ZIP bomb countermeasures

How to defend against ZIP bombs in Go.

A ZIP bomb is a malicious ZIP archive designed to crash the program or system reading it. When such a ZIP archive is extracted, it expands to terabytes or even petabytes of data1, which would quickly overwhelm most systems.

This is why ZIP bombs are often used in attacks to disable antivirus scanners, crash file processing services, or conduct denial-of-service attacks against systems that (automatically) extract archived files.

How it works

ZIP is a container format (and not a compression algorithm). A ZIP archive contains a central directory, which is basically a list of headers that reference the actual files in the archive. The files in the ZIP archive are often compressed using DEFLATE.

ZIP bombs achieve extreme compression ratios by exploiting the container format:

  1. Recursive ZIP bombs contain nested ZIP files within ZIP files, that create a chain reaction when extracted. But this only works if the program can read ZIP archives recursively.

  2. Non-recursive ZIP bombs overlap compressed files in the ZIP archive. This works by first creating a highly compressed file (e.g. a long string of repeated bytes), and then making (all) the headers in the ZIP’s central directory reference that compressed file. This technique can achieve compression ratios over 28 million, far beyond DEFLATE’s compression ratio of 1032.

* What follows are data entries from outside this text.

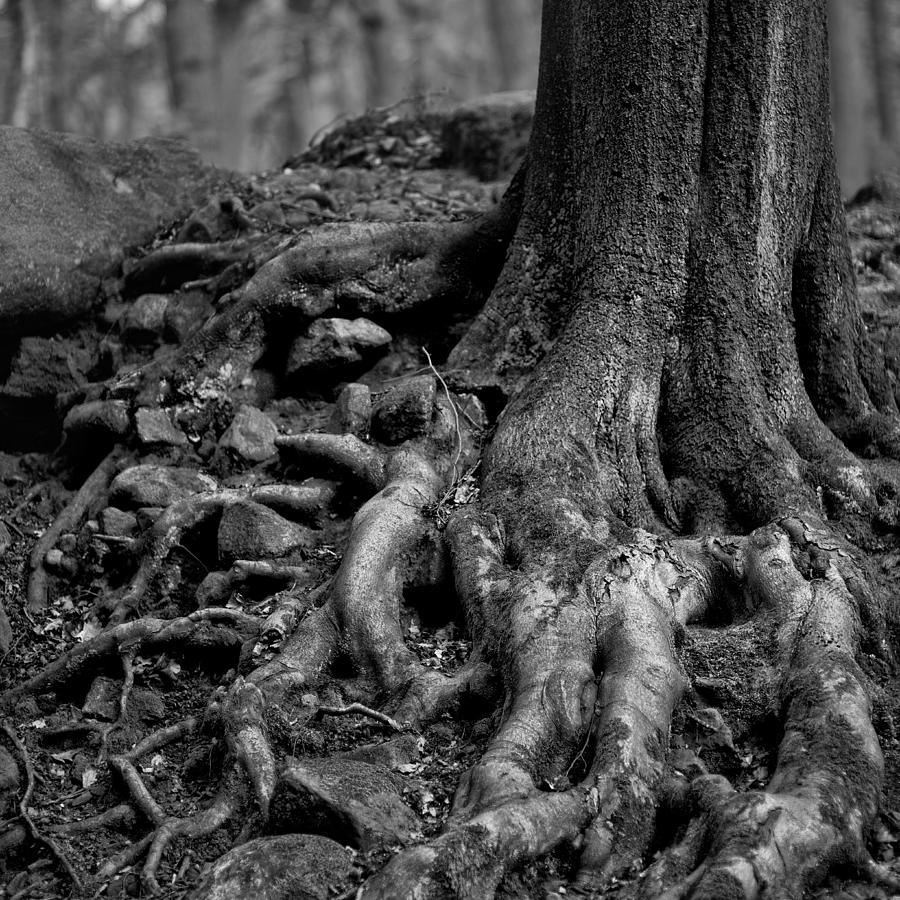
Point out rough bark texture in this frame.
[0,0,900,900]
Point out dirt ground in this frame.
[0,114,900,900]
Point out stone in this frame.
[0,336,92,397]
[81,675,122,722]
[219,406,278,463]
[122,294,169,343]
[109,463,218,509]
[188,834,353,900]
[134,407,187,447]
[219,500,315,565]
[372,375,437,444]
[100,506,137,537]
[163,291,215,344]
[195,572,233,609]
[63,400,131,440]
[0,745,22,818]
[342,734,419,770]
[441,91,535,181]
[287,319,391,377]
[0,126,216,337]
[0,338,92,451]
[270,757,419,851]
[330,382,372,437]
[365,200,409,222]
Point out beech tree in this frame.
[7,0,900,900]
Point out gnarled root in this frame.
[644,519,884,900]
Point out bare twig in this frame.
[422,347,462,483]
[0,722,84,893]
[313,703,403,732]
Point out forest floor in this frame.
[0,112,900,900]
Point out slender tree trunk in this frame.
[828,0,872,197]
[354,0,400,107]
[484,0,537,91]
[869,0,900,149]
[165,0,220,159]
[0,0,25,124]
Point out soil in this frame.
[0,112,900,900]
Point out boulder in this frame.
[219,405,278,463]
[287,319,391,378]
[329,383,372,437]
[188,834,353,900]
[219,500,315,564]
[134,407,187,447]
[372,375,437,444]
[0,126,221,337]
[109,464,218,509]
[270,757,419,851]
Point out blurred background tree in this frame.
[0,0,900,189]
[0,0,540,170]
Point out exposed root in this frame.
[125,237,274,294]
[97,653,134,763]
[28,450,122,612]
[141,770,240,894]
[222,677,277,820]
[0,607,260,705]
[313,703,403,732]
[0,722,83,892]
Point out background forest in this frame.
[0,0,900,194]
[0,0,540,170]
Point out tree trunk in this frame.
[869,0,900,149]
[828,0,872,197]
[10,0,900,900]
[354,0,400,107]
[165,0,221,161]
[364,0,898,898]
[0,0,25,125]
[484,0,535,91]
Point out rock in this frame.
[0,126,216,337]
[219,406,278,463]
[0,336,92,397]
[109,464,218,509]
[0,338,92,450]
[195,572,234,609]
[250,200,287,225]
[364,200,408,222]
[122,294,169,343]
[128,687,166,725]
[372,375,437,444]
[163,291,214,344]
[270,758,419,851]
[219,500,315,564]
[134,407,187,447]
[188,834,352,900]
[81,675,122,722]
[100,506,137,537]
[63,400,131,441]
[287,319,391,378]
[342,734,419,769]
[330,383,372,437]
[441,91,535,181]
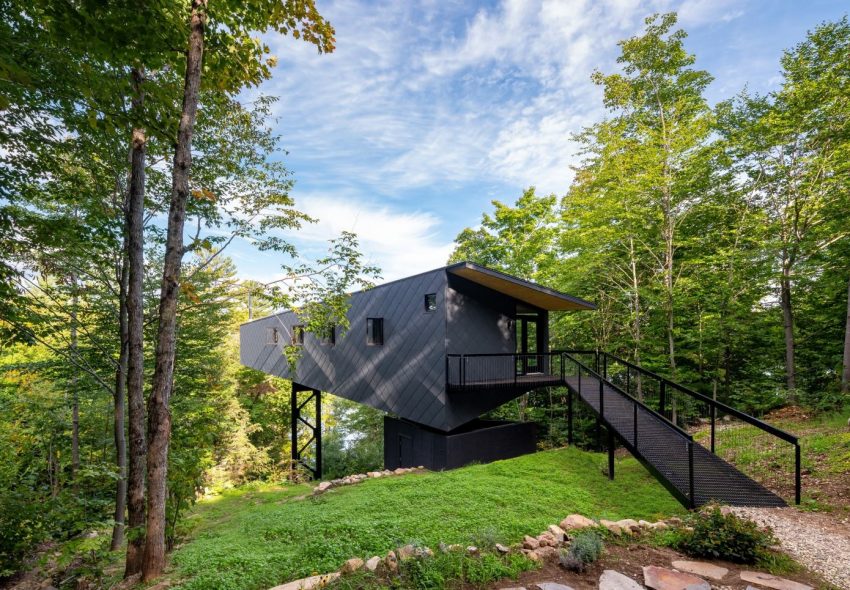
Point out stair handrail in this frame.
[600,351,800,444]
[557,350,694,442]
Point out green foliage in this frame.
[560,530,604,572]
[167,449,683,590]
[675,506,776,564]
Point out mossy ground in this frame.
[164,449,683,590]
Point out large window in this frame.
[366,318,384,346]
[292,325,304,346]
[425,293,437,313]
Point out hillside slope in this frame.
[170,449,682,590]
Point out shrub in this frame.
[561,531,603,572]
[674,506,776,563]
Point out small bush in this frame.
[674,506,776,563]
[561,531,603,572]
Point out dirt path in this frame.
[732,508,850,588]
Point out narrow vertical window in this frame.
[425,293,437,313]
[266,328,277,344]
[366,318,384,346]
[322,324,336,346]
[292,326,304,346]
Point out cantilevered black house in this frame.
[240,262,801,507]
[241,262,594,469]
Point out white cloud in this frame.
[298,195,453,281]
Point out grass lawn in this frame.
[170,449,684,590]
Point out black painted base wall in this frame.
[384,416,537,471]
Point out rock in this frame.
[549,524,567,543]
[672,559,729,580]
[643,565,711,590]
[271,572,339,590]
[599,570,643,590]
[384,551,398,572]
[740,572,812,590]
[396,543,416,561]
[535,546,558,559]
[561,514,596,532]
[339,557,363,574]
[599,519,626,536]
[616,518,640,533]
[522,535,540,550]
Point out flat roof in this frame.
[446,262,596,311]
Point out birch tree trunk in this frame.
[142,0,206,581]
[841,280,850,394]
[124,69,147,577]
[109,238,130,551]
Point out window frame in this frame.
[292,324,306,346]
[366,317,385,346]
[423,293,437,313]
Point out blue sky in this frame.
[230,0,850,280]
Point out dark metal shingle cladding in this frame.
[240,263,593,431]
[240,269,446,428]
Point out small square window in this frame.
[322,324,336,345]
[292,326,304,346]
[425,293,437,312]
[366,318,384,346]
[266,328,278,344]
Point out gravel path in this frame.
[732,508,850,588]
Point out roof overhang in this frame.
[446,262,596,311]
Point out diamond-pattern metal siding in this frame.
[240,269,446,430]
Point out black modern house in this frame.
[240,262,801,507]
[240,262,594,469]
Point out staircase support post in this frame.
[794,441,803,506]
[688,440,697,509]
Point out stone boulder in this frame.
[643,565,711,590]
[599,570,644,590]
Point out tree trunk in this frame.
[142,0,206,581]
[124,69,147,578]
[841,281,850,394]
[109,242,129,551]
[779,265,797,402]
[70,284,80,486]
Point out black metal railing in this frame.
[568,350,802,504]
[446,352,564,391]
[563,351,698,507]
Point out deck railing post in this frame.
[711,404,717,454]
[794,441,803,505]
[688,440,697,508]
[599,379,605,418]
[632,403,637,450]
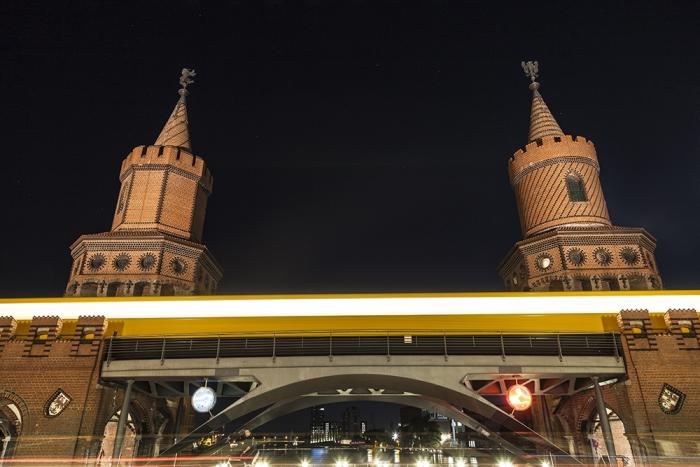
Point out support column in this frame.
[591,376,617,462]
[173,397,185,444]
[112,379,134,460]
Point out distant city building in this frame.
[309,407,326,443]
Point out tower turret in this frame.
[66,69,222,296]
[499,62,661,291]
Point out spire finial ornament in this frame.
[178,68,197,97]
[520,61,540,91]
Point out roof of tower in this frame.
[522,62,564,143]
[155,68,196,150]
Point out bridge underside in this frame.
[102,355,625,457]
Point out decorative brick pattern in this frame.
[70,316,107,357]
[23,316,63,357]
[65,92,222,297]
[664,310,700,350]
[0,316,17,355]
[617,310,658,350]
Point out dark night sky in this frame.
[0,0,700,296]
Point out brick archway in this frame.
[0,390,30,460]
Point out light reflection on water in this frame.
[260,447,447,467]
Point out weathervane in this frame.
[520,61,540,91]
[178,68,197,96]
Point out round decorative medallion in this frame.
[112,253,131,271]
[88,253,107,272]
[567,248,586,266]
[139,253,156,271]
[593,248,612,266]
[620,247,639,266]
[535,253,552,271]
[170,258,187,276]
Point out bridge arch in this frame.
[0,390,31,463]
[162,366,568,455]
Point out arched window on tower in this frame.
[566,173,588,203]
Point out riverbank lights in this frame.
[506,384,532,410]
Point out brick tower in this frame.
[498,62,662,291]
[66,69,222,296]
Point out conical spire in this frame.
[155,68,196,150]
[522,62,564,143]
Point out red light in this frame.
[506,384,532,410]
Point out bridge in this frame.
[102,329,625,456]
[0,292,700,464]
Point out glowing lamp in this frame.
[506,384,532,410]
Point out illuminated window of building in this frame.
[630,319,646,336]
[678,319,695,337]
[566,174,588,203]
[34,328,51,342]
[80,328,95,341]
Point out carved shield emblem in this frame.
[659,383,685,415]
[44,389,72,417]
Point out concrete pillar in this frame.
[173,397,185,444]
[591,376,617,462]
[112,379,134,459]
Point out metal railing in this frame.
[105,331,622,364]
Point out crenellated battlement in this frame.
[120,145,213,187]
[508,135,598,183]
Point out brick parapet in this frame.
[617,310,657,350]
[508,135,599,185]
[664,309,700,350]
[119,145,214,192]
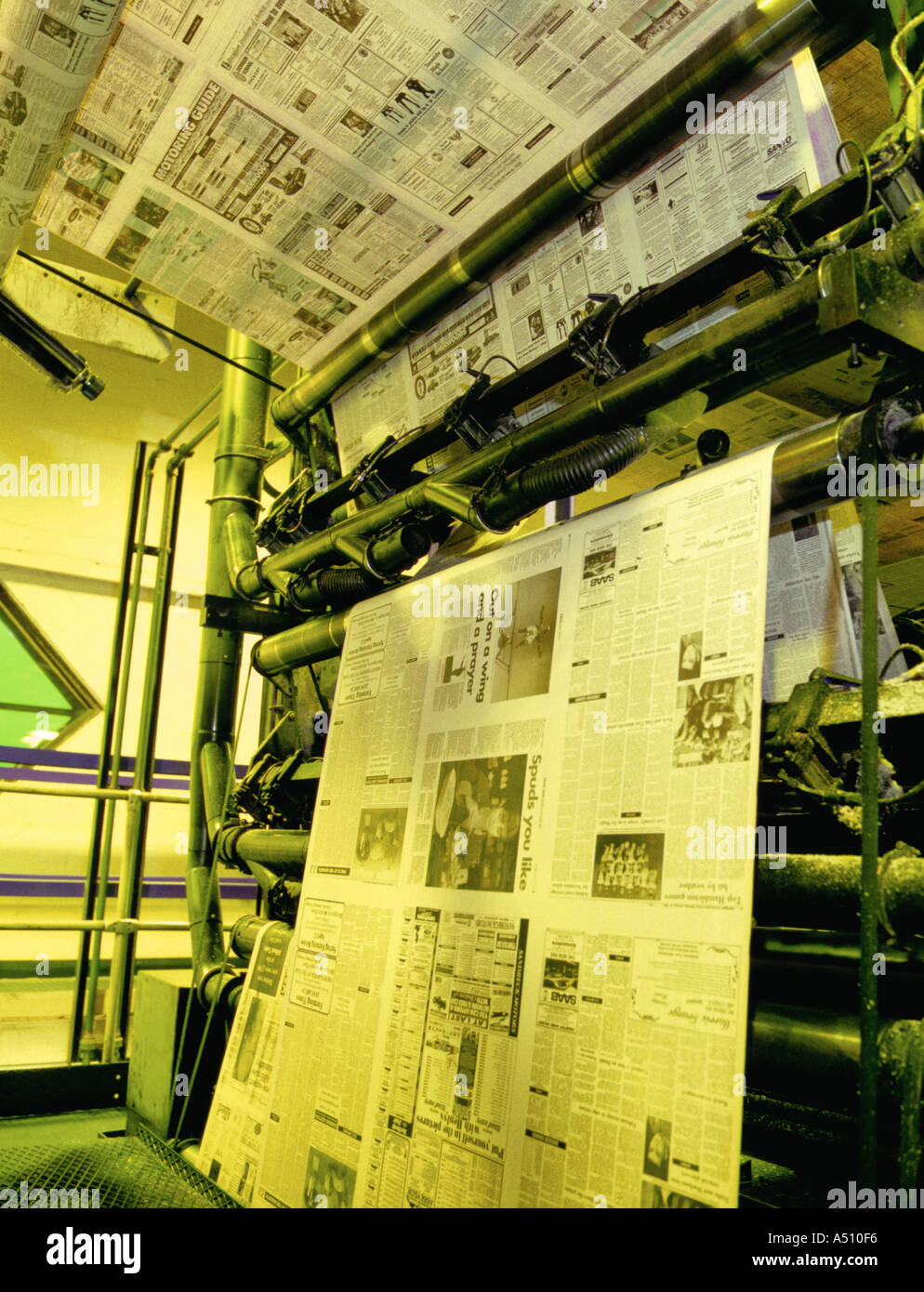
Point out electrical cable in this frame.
[752,138,873,265]
[17,251,285,390]
[889,13,924,175]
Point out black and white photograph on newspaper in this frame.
[427,753,526,892]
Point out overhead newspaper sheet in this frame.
[23,0,749,364]
[334,52,840,475]
[241,448,772,1208]
[0,0,125,278]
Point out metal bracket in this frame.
[199,592,305,636]
[349,435,397,503]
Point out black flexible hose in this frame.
[480,427,646,526]
[318,566,383,600]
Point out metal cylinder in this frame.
[218,825,310,880]
[186,331,271,1000]
[251,610,350,677]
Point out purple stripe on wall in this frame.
[0,768,189,791]
[0,745,247,776]
[0,875,257,901]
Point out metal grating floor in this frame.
[0,1127,238,1209]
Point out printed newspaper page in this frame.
[199,922,292,1206]
[334,53,838,475]
[253,448,772,1206]
[0,0,125,275]
[31,0,747,369]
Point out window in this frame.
[0,584,102,766]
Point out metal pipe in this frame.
[271,0,870,436]
[858,417,878,1189]
[252,403,917,677]
[0,920,200,933]
[239,269,822,597]
[251,610,350,677]
[73,384,231,1062]
[753,850,924,940]
[70,441,147,1060]
[199,740,231,842]
[102,465,183,1062]
[218,825,311,880]
[231,915,269,960]
[0,781,189,804]
[186,331,271,1001]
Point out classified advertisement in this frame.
[550,448,772,911]
[517,925,747,1208]
[252,881,397,1209]
[363,908,527,1208]
[253,448,775,1208]
[32,0,765,375]
[199,922,292,1206]
[334,51,840,475]
[0,0,124,266]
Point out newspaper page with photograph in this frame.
[199,922,292,1206]
[253,448,772,1206]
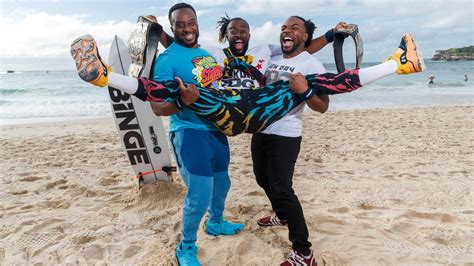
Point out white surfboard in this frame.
[108,36,176,187]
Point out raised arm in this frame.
[306,22,348,54]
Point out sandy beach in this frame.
[0,106,474,265]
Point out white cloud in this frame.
[189,0,233,7]
[250,21,282,46]
[0,10,133,59]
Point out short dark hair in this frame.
[168,3,196,23]
[292,16,316,47]
[217,13,250,43]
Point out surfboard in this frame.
[108,36,176,188]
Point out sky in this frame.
[0,0,474,72]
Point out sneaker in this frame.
[176,242,201,266]
[206,219,244,236]
[71,35,110,87]
[280,250,318,266]
[257,214,288,226]
[385,33,426,75]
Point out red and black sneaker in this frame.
[257,214,288,227]
[280,250,318,266]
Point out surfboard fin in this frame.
[334,24,364,73]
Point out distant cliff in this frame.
[431,46,474,61]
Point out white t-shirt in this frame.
[262,51,326,137]
[208,44,282,89]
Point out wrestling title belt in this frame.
[334,24,364,73]
[128,16,163,78]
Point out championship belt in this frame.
[334,24,364,73]
[128,16,163,78]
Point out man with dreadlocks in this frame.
[251,16,329,266]
[211,14,328,265]
[208,14,344,89]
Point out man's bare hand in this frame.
[290,72,308,93]
[175,77,199,105]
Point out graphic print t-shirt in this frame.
[209,44,281,89]
[153,42,222,132]
[262,52,326,137]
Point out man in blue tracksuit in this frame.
[153,3,244,265]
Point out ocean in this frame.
[0,60,474,125]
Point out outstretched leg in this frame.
[71,34,424,136]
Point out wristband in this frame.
[324,29,334,43]
[174,97,188,110]
[298,87,315,101]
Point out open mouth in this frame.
[281,36,295,50]
[183,33,194,42]
[234,40,244,50]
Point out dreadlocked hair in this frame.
[168,3,196,22]
[292,16,316,47]
[217,13,248,43]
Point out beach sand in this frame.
[0,106,474,265]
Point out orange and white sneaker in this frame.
[385,33,426,75]
[71,34,110,87]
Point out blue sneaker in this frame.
[176,242,201,266]
[206,219,244,236]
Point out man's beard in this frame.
[229,42,249,56]
[280,43,300,55]
[174,32,199,48]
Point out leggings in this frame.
[134,69,362,136]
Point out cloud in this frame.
[0,10,133,59]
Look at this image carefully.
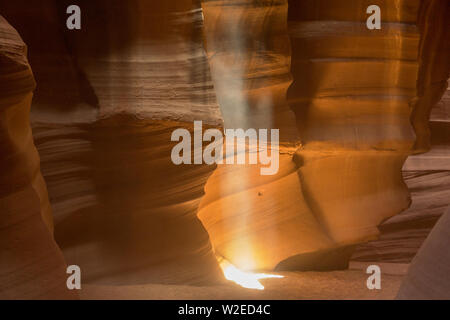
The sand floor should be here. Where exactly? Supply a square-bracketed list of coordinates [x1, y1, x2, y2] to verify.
[80, 262, 408, 300]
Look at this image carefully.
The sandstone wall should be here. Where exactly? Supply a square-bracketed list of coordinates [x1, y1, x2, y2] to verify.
[0, 16, 76, 299]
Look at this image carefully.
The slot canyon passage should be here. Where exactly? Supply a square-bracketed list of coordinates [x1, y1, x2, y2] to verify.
[0, 0, 450, 299]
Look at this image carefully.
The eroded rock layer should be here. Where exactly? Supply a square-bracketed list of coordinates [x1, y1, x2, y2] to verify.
[397, 208, 450, 300]
[199, 0, 448, 270]
[0, 0, 222, 284]
[0, 16, 76, 299]
[288, 0, 448, 263]
[199, 0, 332, 270]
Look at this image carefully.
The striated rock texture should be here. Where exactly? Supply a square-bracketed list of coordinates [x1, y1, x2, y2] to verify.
[397, 210, 450, 300]
[0, 0, 222, 284]
[0, 16, 76, 299]
[199, 0, 449, 270]
[411, 0, 450, 153]
[199, 0, 338, 270]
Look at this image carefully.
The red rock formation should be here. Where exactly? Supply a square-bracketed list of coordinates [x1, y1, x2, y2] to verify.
[0, 16, 76, 299]
[397, 210, 450, 300]
[0, 0, 222, 284]
[288, 0, 449, 270]
[199, 0, 338, 269]
[199, 0, 448, 270]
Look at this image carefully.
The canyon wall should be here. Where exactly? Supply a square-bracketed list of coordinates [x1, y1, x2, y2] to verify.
[2, 0, 222, 285]
[0, 0, 449, 285]
[0, 16, 77, 299]
[397, 208, 450, 300]
[199, 0, 449, 270]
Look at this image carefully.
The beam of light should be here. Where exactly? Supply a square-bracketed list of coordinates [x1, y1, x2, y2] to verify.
[220, 259, 284, 290]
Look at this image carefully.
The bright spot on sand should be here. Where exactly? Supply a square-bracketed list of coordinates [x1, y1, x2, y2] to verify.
[220, 259, 284, 290]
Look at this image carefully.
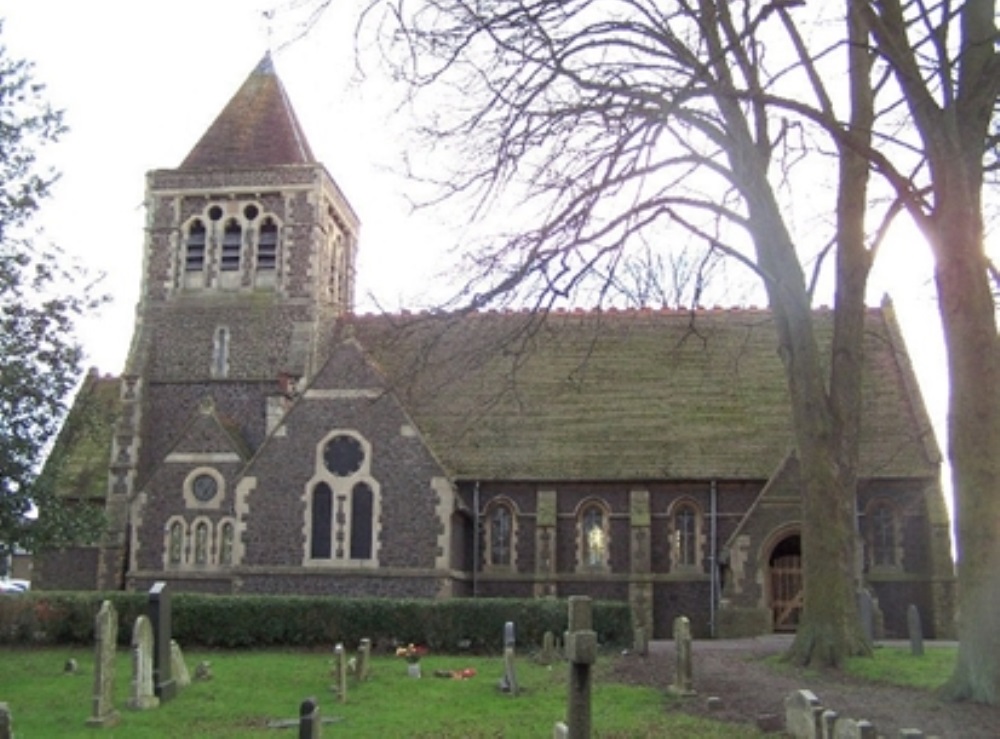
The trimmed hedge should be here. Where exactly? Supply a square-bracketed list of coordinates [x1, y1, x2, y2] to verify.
[0, 591, 632, 652]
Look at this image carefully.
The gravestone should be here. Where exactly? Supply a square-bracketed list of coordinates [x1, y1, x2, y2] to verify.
[906, 603, 924, 657]
[669, 616, 697, 696]
[0, 703, 14, 739]
[170, 639, 191, 689]
[128, 616, 160, 711]
[355, 639, 372, 682]
[785, 690, 823, 739]
[538, 631, 558, 665]
[299, 698, 322, 739]
[149, 582, 177, 703]
[499, 621, 518, 696]
[87, 600, 120, 726]
[333, 644, 347, 703]
[565, 595, 597, 739]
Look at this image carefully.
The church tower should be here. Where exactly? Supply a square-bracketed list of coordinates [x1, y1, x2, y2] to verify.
[99, 55, 359, 587]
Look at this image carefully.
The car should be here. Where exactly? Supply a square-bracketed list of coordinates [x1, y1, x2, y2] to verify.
[0, 578, 31, 595]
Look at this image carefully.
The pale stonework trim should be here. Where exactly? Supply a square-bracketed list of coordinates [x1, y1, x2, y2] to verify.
[165, 452, 241, 464]
[304, 388, 384, 400]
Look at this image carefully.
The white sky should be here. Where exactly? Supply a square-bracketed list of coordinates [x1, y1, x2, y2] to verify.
[0, 0, 946, 502]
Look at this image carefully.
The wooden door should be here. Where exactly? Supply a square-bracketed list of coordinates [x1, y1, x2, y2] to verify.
[771, 554, 802, 631]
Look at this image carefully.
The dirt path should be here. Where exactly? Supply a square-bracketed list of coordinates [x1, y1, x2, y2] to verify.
[608, 635, 1000, 739]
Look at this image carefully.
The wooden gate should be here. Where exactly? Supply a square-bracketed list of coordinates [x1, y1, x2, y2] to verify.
[771, 554, 802, 631]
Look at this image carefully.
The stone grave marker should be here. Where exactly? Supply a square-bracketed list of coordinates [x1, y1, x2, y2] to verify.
[355, 638, 372, 682]
[333, 644, 347, 703]
[499, 621, 518, 696]
[128, 616, 160, 711]
[669, 616, 697, 696]
[299, 698, 323, 739]
[87, 600, 120, 726]
[906, 603, 924, 657]
[149, 582, 177, 703]
[785, 690, 823, 739]
[565, 595, 597, 739]
[170, 639, 191, 689]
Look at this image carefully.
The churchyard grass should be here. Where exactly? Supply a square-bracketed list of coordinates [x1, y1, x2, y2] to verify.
[0, 648, 760, 739]
[847, 646, 958, 690]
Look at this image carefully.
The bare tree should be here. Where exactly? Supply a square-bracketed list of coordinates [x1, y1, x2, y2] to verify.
[350, 0, 894, 665]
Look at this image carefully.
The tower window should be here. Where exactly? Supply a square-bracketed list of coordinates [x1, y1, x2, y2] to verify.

So how can we defend against this in Go?

Countermeasures

When reading ZIP archives in Go, the following works in our favor:

  • Go’s zip.Reader does not read recursively.
  • Non-recursive ZIP bombs can be detected by their characteristics:
    • Many headers will point to the same compressed data (i.e. “many files” in the ZIP archive).
    • Files in the ZIP archive will typically have an unusually high compression ratio.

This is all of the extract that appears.